Por Karla Souza
As câmeras corporais da Polícia Militar de São Paulo capturaram o momento em que Victória Manoelly dos Santos (16) foi assassinada durante uma abordagem policial no bairro de Guaianases, Zona Leste da capital paulista. O disparo aconteceu após o sargento Thiago Guerra (39) atingir com uma coronhada o irmão da adolescente, Kauê Alexandre dos Santos Lima. O tiro atingiu Victória no peito e ela não resistiu. O caso, que aconteceu na noite do último 9 de janeiro, se soma a outras ocorrências que reforçam as denúncias sobre o padrão de atuação da polícia em São Paulo, marcado por abordagens violentas e uso excessivo da força.
As imagens mostram que a câmera do sargento inicialmente estava sem áudio, que só foi ativada segundos antes da agressão e do disparo. O vídeo também registra o desespero de Kauê, que vê a irmã baleada, enquanto é algemado e colocado no porta-malas da viatura.
No interrogatório, o sargento alegou que Victória e Kauê fugiram após serem apontados como suspeitos de um roubo. No entanto, o adolescente detido na ocorrência confessou ter cometido o assalto sozinho, negando qualquer participação dos irmãos. O policial foi indiciado por homicídio com dolo eventual e está preso no Presídio Militar Romão Gomes desde fevereiro.
Câmeras corporais
O caso de Victória não é isolado. Registros de outra ação policial, ocorrida em novembro de 2024 na Vila Císper, Zona Leste, revelam que Gabriel Ferreira Messias da Silva foi baleado dentro da viatura da PM. As imagens mostram que, logo após os disparos, um dos policiais orienta o colega: “Vira, vira, vira”, desviando a câmera para uma parede na tentativa de impedir a gravação. Mesmo ferido no chão, Gabriel ainda tenta se justificar: “Sou trabalhador, senhor! Pra quê isso comigo, meu Deus?”.
O boletim de ocorrência afirma que Gabriel teria apontado uma arma para os agentes, versão desmentida pelo próprio vídeo. As imagens mostram um dos policiais chutando uma arma em direção ao corpo do jovem, que só então aparece na cena. A Defensoria Pública elaborou um laudo que atesta que Gabriel não portava arma no momento da abordagem.
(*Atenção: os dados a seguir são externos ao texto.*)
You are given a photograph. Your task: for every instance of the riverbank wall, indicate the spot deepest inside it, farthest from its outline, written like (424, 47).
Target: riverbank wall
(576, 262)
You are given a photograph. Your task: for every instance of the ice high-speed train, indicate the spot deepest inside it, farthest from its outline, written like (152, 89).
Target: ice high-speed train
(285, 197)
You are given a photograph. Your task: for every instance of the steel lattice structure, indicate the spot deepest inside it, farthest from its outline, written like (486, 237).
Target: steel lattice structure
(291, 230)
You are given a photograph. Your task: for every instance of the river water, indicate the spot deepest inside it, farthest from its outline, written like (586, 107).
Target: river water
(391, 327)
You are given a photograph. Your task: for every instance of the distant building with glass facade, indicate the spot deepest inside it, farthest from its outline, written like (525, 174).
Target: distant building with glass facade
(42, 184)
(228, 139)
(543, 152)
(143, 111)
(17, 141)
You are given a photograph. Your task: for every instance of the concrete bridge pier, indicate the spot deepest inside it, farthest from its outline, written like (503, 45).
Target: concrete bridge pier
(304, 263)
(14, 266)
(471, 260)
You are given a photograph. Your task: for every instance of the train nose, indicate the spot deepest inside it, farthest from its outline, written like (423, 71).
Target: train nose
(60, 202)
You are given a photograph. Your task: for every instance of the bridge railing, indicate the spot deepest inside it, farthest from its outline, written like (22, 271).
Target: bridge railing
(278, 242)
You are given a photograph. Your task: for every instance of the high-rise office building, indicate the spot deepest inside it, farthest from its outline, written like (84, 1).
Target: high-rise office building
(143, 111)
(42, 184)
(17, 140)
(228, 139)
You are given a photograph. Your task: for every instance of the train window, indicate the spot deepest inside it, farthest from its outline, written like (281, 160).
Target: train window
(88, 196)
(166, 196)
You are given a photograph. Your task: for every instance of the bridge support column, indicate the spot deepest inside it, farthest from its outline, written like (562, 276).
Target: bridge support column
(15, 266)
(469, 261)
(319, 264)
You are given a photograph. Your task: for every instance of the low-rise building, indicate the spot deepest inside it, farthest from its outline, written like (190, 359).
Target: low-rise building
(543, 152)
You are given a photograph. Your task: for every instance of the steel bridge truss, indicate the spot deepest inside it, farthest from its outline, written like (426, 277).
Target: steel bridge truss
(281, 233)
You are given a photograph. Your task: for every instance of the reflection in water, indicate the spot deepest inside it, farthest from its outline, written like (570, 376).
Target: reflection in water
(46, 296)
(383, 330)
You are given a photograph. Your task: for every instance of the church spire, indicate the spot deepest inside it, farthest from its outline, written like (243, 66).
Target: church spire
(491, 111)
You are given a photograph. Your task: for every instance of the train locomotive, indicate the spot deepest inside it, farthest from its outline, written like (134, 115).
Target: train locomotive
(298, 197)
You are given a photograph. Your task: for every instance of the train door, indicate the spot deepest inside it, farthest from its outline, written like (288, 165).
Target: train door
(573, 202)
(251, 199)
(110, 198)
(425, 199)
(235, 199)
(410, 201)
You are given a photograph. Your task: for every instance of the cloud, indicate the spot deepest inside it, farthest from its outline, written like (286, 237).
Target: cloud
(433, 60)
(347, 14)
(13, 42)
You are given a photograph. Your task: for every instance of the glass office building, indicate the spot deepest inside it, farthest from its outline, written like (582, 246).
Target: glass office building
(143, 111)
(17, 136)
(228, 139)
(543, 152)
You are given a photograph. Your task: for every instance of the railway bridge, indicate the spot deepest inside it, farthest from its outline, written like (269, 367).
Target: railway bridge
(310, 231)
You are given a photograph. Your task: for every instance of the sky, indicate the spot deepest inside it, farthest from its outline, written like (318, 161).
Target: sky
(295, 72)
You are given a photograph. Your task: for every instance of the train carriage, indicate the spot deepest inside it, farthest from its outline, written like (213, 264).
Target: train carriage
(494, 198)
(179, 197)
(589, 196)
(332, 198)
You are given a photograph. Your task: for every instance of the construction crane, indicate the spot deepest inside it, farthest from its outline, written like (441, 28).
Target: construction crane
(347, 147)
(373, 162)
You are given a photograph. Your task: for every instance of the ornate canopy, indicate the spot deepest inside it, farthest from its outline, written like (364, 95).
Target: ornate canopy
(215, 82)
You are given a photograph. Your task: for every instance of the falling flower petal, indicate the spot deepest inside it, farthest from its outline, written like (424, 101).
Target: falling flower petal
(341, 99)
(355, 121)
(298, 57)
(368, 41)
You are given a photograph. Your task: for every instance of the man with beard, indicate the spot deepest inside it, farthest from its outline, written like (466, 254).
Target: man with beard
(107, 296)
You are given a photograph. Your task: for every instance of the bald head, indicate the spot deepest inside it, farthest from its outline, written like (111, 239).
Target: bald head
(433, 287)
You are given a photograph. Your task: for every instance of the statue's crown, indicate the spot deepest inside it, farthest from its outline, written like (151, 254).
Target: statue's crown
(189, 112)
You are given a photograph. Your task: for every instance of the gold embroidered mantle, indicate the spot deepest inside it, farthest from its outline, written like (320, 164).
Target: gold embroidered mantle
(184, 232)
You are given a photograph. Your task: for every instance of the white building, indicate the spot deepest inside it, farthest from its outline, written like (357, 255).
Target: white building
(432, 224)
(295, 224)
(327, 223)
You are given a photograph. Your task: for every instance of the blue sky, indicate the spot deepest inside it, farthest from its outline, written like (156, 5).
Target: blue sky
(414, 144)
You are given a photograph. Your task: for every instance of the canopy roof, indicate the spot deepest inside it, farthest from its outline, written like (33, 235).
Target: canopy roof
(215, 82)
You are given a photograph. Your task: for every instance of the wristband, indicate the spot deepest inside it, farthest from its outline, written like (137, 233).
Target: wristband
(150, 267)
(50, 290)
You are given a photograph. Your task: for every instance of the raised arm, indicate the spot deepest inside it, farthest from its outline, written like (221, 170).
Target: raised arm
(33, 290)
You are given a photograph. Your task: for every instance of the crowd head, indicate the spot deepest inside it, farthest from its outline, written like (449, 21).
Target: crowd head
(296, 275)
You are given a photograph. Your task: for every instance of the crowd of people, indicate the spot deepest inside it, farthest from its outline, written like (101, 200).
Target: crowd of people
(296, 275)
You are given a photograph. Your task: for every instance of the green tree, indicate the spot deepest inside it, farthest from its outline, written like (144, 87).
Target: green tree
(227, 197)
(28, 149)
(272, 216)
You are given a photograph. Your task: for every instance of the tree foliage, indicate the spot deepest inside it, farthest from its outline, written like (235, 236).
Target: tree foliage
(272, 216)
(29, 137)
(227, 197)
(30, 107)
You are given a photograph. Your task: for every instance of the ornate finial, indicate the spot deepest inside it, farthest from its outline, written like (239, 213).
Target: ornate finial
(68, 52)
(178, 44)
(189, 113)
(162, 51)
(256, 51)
O Ministério Público determinou o afastamento dos policiais envolvidos, que seguem sob investigação.
Dados divulgados pela Rede de Observatórios da Segurança no relatório “Pele Alvo: Mortes Que Revelam Um Padrão” revelam que as mortes provocadas pela polícia paulista aumentaram 21,7% em 2023. Do total de vítimas, 66,3% eram pessoas negras e mais da metade tinha entre 12 e 29 anos. Informações do Ministério Público, via Gaesp, apontam que, entre 2023 e 2024, o estado registrou o maior número de mortes por intervenção policial da década, com um crescimento de 65%.
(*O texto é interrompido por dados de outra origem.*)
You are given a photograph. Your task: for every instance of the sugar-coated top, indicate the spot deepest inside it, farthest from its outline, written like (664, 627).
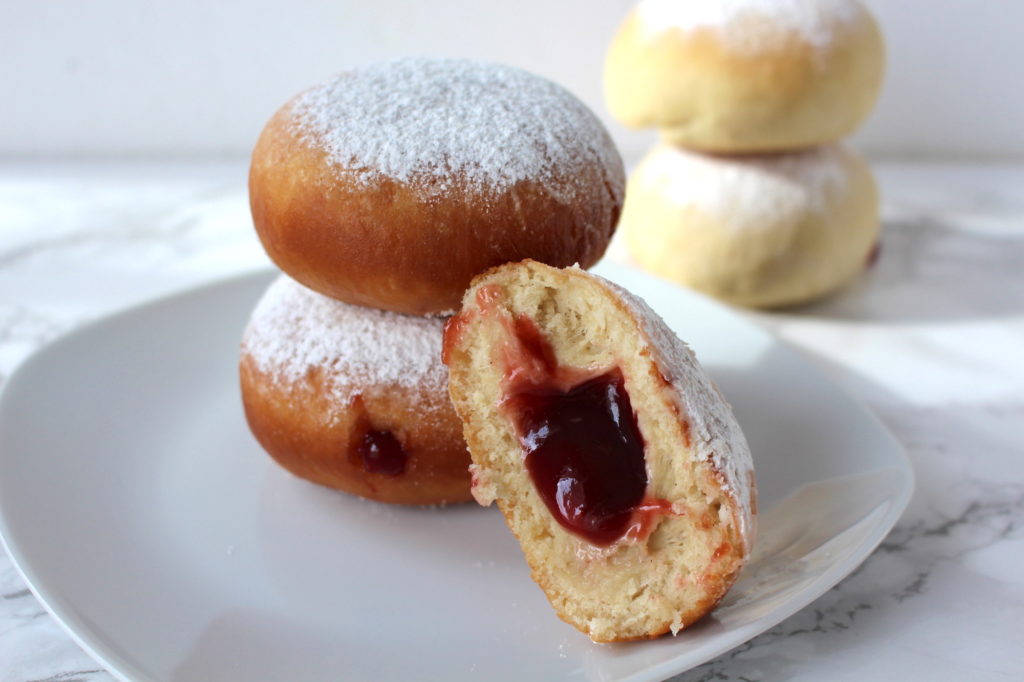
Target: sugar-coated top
(752, 192)
(752, 26)
(294, 330)
(429, 121)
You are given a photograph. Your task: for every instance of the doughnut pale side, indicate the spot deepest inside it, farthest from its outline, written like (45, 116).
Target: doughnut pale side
(758, 230)
(392, 185)
(739, 76)
(352, 398)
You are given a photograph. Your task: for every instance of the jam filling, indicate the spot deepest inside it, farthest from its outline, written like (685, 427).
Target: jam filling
(585, 454)
(381, 453)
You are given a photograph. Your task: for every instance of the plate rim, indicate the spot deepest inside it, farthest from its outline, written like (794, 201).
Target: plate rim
(101, 650)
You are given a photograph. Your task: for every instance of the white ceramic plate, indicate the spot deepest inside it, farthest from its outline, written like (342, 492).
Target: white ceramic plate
(147, 520)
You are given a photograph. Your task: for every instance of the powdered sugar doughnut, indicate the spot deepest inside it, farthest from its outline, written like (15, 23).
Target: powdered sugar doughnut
(353, 398)
(757, 230)
(391, 185)
(739, 76)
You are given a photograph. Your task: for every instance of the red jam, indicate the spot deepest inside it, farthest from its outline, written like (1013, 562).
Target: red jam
(381, 453)
(585, 453)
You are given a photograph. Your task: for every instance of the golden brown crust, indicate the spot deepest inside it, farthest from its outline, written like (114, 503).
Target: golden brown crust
(305, 431)
(391, 245)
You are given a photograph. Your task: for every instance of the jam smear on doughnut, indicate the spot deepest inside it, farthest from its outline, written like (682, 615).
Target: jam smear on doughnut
(381, 453)
(585, 454)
Mudança no uso das câmeras corporais dos PMs depende de aval do STF
No início de maio, o governo de São Paulo e a Defensoria Pública fecharam um acordo que altera o funcionamento das câmeras corporais usadas pela Polícia Militar. Pelo novo modelo, os equipamentos serão acionados manualmente pelos próprios policiais ou remotamente pelo Centro de Operações da PM (Copom), e não mais funcionarão com gravação contínua. O que, como demonstrado nos casos recentes, tende a aumentar a letalidade policial.
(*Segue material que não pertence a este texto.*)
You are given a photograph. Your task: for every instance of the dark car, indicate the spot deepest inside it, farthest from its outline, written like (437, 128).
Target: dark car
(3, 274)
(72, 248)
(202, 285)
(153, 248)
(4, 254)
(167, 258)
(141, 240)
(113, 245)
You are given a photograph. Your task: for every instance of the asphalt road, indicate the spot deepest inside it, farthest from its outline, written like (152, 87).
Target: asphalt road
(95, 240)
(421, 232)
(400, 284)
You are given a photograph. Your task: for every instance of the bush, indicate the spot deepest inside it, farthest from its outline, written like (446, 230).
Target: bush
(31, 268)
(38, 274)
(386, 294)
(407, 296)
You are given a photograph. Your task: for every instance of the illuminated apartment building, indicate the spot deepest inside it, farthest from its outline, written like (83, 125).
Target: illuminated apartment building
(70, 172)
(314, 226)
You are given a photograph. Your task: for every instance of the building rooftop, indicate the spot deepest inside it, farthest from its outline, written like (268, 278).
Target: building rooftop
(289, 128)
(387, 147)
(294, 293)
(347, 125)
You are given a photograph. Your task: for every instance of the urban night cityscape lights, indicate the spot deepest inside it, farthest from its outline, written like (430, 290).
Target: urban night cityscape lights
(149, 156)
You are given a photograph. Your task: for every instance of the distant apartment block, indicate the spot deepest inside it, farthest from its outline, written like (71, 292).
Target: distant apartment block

Conforme a Secretaria da Segurança Pública (SSP), fruto do acordo, a Polícia Militar de São Paulo inicia neste mês de junho o uso de câmeras corporais que dependem do acionamento dos próprios agentes, após acordo firmado no Supremo Tribunal Federal (STF). Nesta primeira etapa, serão distribuídas 2.955 câmeras para unidades operacionais.
A SSP declara que a implantação será escalonada, priorizando áreas de maior risco, conforme critérios técnicos da corporação. A previsão é que 12 mil câmeras estejam em operação até o fim do ano.